Matan hadits ini menegaskan akan batasan waktu dimana seseorang harus
mencukur kumis, memotong kuku, mencabut bulu ketiak, memotong bulu kemaluan
sebelum empat puluh hari. Penegasan ini lagi-lagi mengisyaratkan akan
pentingnya menjaga kebersihan karena jika bulu ketiak, bulu kemaluan misalnya tidak
dicukur akan menimbulkan bau yang kurang sedap. Hal ini dikarenakan
ketiak-sebagaimana daerah kemaluan merupakan daerah yang banyak mengeluarkan
keringat dan memproduksi minyak.
Tentunya akan menimbulkan berkembangnya bakteri dan berbagai penyakit lainnya
akan dengan mudah tumbuh. Maka jelaslah anjuran memotong dan batasan waktu
mengandung pesan agar kita peka terhadap kebersihan dan kesehatan tubuh kita,
serta sekaligus mengingatkan kita agar tetap memperhatikan hal-hal kecil yang
kemudian bisa berdampak negatif jika tidak diperhatikan dengan baik.
c. Problematika jenggot dan kumis juga merambak pada aspek golongan, yang
dalam matan haditsnya sering menggunakan lafadz khalifu, atau khalifuhum atau
bentuk lain yang mengandung arti pembeda, perbedaan dan lainnya. Salah satu
dari hadits yang mengandung makna pembeda yaitu hadits yang diriwayatkan oleh Bukhori
nomor 5442:
حَدَّثَنَا مُحَمَّدُ
بْنُ مِنْهَالٍ حَدَّثَنَا يَزِيدُ بْنُ زُرَيْعٍ حَدَّثَنَا عُمَرُ بْنُ مُحَمَّدِ
بْنِ زَيْدٍ عَنْ نَافِعٍ عَنْ ابْنِ عُمَرَ عَنْ النَّبِيِّ صَلَّى اللَّهُ عَلَيْهِ
وَسَلَّمَ قَالَ خَالِفُوا الْمُشْرِكِينَ وَفِّرُوا اللِّحَى وَأَحْفُوا الشَّوَارِبَ
وَكَانَ ابْنُ عُمَرَ إِذَا حَجَّ أَوْ اعْتَمَرَ قَبَضَ عَلَى لِحْيَتِهِ فَمَا فَضَلَ
أَخَذَهُ
Telah menceritakan kepada kami Muhammad bin Minhal telah
menceritakan kepada kami Yazid bin Zurai' telah menceritakan kepada kami Umar
bin Muhammad bin Zaid dari Nafi' dari Ibnu Umar dari Nabi shallallahu 'alaihi
wasallam beliau bersabda: "Selisihilah orang-orang musyrik, panjangkanlah
jenggot dan cukurlah kumis kalian." Sedangkan apabila Ibnu Umar berhaji
atau Umrah dia memegang jenggotnya dan memotong selebihnya."
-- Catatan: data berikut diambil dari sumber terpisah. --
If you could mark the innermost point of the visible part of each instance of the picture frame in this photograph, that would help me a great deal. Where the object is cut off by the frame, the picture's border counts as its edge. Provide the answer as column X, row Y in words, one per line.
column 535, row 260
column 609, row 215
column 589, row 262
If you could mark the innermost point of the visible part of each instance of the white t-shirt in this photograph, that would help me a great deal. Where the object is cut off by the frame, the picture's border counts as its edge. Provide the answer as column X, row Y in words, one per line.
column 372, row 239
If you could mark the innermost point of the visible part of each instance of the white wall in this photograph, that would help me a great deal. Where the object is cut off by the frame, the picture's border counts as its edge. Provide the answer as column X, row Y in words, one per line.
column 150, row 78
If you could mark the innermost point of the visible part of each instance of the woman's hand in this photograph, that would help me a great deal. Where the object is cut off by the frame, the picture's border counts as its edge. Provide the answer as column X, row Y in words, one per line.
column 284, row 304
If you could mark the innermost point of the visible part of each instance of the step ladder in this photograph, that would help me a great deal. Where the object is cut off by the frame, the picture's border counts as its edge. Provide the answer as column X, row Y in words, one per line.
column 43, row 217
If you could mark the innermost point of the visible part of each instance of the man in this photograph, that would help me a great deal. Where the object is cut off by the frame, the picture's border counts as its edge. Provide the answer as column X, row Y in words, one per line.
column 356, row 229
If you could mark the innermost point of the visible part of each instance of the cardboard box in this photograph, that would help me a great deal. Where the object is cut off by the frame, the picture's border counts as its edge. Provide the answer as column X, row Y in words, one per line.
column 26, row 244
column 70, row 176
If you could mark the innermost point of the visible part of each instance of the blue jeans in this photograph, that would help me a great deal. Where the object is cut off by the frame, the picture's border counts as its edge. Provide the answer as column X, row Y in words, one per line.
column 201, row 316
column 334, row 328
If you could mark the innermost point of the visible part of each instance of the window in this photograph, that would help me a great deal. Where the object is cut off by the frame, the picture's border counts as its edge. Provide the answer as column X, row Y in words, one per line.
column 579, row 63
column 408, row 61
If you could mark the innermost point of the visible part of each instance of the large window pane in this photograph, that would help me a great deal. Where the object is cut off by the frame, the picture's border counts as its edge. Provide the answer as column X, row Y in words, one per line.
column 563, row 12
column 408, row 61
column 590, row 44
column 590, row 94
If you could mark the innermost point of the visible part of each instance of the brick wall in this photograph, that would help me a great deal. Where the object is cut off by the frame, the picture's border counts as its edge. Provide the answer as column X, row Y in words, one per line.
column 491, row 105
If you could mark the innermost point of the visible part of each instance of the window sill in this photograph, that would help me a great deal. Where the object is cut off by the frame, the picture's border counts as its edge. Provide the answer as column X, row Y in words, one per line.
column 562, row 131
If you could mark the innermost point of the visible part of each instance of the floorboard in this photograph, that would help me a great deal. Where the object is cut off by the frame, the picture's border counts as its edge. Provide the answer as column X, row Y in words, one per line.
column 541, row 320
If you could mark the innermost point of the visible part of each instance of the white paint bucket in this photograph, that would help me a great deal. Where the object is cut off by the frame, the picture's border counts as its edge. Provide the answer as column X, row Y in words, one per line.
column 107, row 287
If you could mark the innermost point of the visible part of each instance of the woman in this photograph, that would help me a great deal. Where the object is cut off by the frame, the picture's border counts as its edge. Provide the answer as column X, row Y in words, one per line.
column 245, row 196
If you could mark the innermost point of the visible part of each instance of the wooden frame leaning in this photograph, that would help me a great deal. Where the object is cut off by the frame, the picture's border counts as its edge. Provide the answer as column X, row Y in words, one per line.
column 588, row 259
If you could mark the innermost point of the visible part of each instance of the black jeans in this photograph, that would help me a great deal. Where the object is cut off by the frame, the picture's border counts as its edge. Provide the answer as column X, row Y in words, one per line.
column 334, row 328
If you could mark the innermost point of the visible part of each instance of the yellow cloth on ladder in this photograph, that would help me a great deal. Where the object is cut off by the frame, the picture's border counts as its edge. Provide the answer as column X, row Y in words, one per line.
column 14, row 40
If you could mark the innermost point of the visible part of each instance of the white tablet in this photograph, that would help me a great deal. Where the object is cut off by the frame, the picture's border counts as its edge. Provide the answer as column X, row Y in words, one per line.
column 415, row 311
Dari hadits ini memberikan informasi bahwa hadits ini harus
dipahami sesuai dengan konteksnya, karean dalam historisnya masa rasulullah
adalah masa di mana kaum muslim dan non muslim saling bersinggungan juga akrab
dengan peperangan. Oleh karena itu hal-hal yang menjadi pembeda sangat
diperhatikan. Jadi kita perlu melihat menempatkan hadits ini pada proporsinya
sehingga tidak terjadi kesalahn dalam mengamalkan sunnah-sunnah beliau.
BAB III
PENUTUP
Paparan di atas dapat kita ambil sebuah pemahaman bahwa dalam
memahami teks yang dalam hal ini adalah hadits tentang mencukur kumis dan
memelihara jenggot perlu adanya kajian yag lebih baik dari analisis internal
hadits; dari aspek variansi kata dan muatan matan serta variansi matannya atau
eksternal; kronologi dan sosio historisnya. Kumis dan jenggot pada tataran
historisnya menjadi pembeda antara kaum muslim dan non muslim juga pembeda
dengan kaum majusi pada masa nabi Ibrahi. Pada aspek yang lain hadits ini juga
termasuk dalam kategori kebersihan. Perlunya menjaga kebersihan tubuh dari
tumbuhnya berbagai penyakit yang memungkinkan karena kelalaian kita terhadap
kebersihan tubuh kita seperti halnya mencukur kumis, bulu kemaluan dan bulu
ketiak dan juga memelihara jenggot bisa dimaknai sebagai anjuran untuk
memberikan perhatian atas keseterilannya.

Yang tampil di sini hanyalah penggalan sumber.